Think about it....what else can the bloke do besides exercise to pass time??

In all honesty he could probably train 2-3hrs a day since the rest of the time he'll be sat there wondering wtf to do except wait and see if he'll ever get out.


----------



## megatron (Apr 21, 2004)

He was great in death wish


----------



## nibbsey (Feb 12, 2008)

Even better in "The Dirty Dozen"


----------



## paulo (Feb 17, 2007)

i know the bronson you mean- ive read it,his artwork pretty good too i think.

i reckon he should be out by now the guy hasnt murdered anyone or been a nonce etc.

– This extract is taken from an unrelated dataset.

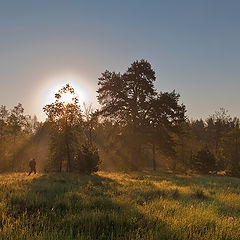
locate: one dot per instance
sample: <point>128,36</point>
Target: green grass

great attitude hes got most folk would have topped themselves,


----------



## SARGE (Feb 27, 2007)

paulo said:


> i know the bronson you mean- ive read it,his artwork pretty good too i think.
> 
> i reckon he should be out by now the guy hasnt murdered anyone or been a nonce etc.
> 
> great attitude hes got most folk would have topped themselves,


His art and poetry is very clever, He is a victim of the system imo.He also smashe's nonce's in good bloke !!! They will never let him out and its a shame, all these little fu.cking chavs and asylum seekers go on about human right's, what about bronsons


----------